International ratings agency Fitch said in a report that by historical standards, when the Federal Reserve begins cutting interest rates at its September policy meeting, its easing cycle will be "mild."
In its September Global Economic Outlook report, Fitch predicted that the Federal Reserve would cut interest rates by 25 basis points at its September and December meetings, and then cut rates by 125 basis points and 75 basis points in 2025 and 2026, respectively.
This would imply 10 rate cuts totaling 250 basis points over 25 months, Fitch noted, adding that in previous Fed easing cycles since the mid-1950s, the median cumulative rate cut from peak to bottom was 470 basis points, with a median duration of eight months.
"We expect the Fed to move forward with policy easing at a relatively modest pace, in part because there is still work to do on inflation," the report said. That's because CPI inflation remains above the Fed's 2% target.
Fitch also noted that the recent decline in core inflation, which excludes food and energy prices, mainly reflects a decline in motor vehicle prices, which may not be sustained.

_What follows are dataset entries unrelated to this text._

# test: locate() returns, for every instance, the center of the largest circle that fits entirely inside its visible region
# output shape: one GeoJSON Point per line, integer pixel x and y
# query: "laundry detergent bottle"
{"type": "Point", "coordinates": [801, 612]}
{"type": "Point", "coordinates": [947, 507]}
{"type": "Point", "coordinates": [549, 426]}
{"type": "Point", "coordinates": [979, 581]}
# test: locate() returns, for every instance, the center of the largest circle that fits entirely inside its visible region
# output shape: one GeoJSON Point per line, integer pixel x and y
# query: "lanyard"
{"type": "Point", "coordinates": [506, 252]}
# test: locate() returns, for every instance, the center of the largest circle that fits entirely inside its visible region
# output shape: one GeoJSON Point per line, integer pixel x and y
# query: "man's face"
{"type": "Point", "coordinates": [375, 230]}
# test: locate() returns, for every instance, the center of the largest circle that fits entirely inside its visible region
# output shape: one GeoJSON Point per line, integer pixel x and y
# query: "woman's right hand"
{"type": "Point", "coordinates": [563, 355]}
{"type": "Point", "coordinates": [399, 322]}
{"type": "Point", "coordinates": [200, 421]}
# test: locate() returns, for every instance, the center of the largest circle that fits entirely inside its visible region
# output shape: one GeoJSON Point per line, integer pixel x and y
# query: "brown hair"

According to a report from the U.S. Department of Labor on Wednesday, the U.S. CPI rose 2.5% year-on-year in August, lower than the expected 2.6%, the lowest increase in three and a half years; it rose 0.2% month-on-month. Excluding the more volatile food and energy prices, the core CPI rose 0.3% that month, slightly higher than the expected 0.2%; the year-on-year growth rate remained at 3.2%, in line with forecasts.
Fitch also noted that "the inflation challenges the Fed has faced over the past three and a half years are also likely to make FOMC members cautious. It has taken much longer than expected to curb inflation, and gaps have emerged in central banks' understanding of the drivers of inflation."
In Asia, Fitch said, "The Bank of Japan is bucking the global trend towards policy easing by raising rates more than we expected in July. This reflects its growing conviction that reflation is now entrenched."
With core inflation running above the BOJ’s target for 23 straight months and companies poised to pay “sustained” and “substantial” wages, the situation is a stark departure from the “lost decade” of the 1990s when wages failed to grow amid persistent deflation, Fitch said.
This is consistent with the Bank of Japan's goal of a "virtuous wage-price cycle", which strengthens the Bank of Japan's confidence in continuing to raise interest rates to a neutral level.
Fitch expects the Bank of Japan's benchmark policy rate to reach 0.5% by the end of 2024 and 0.75% in 2025, adding: "We expect the policy rate to reach 1% by the end of 2026, higher than market expectations. The Bank of Japan's more hawkish stance is likely to continue to have global repercussions."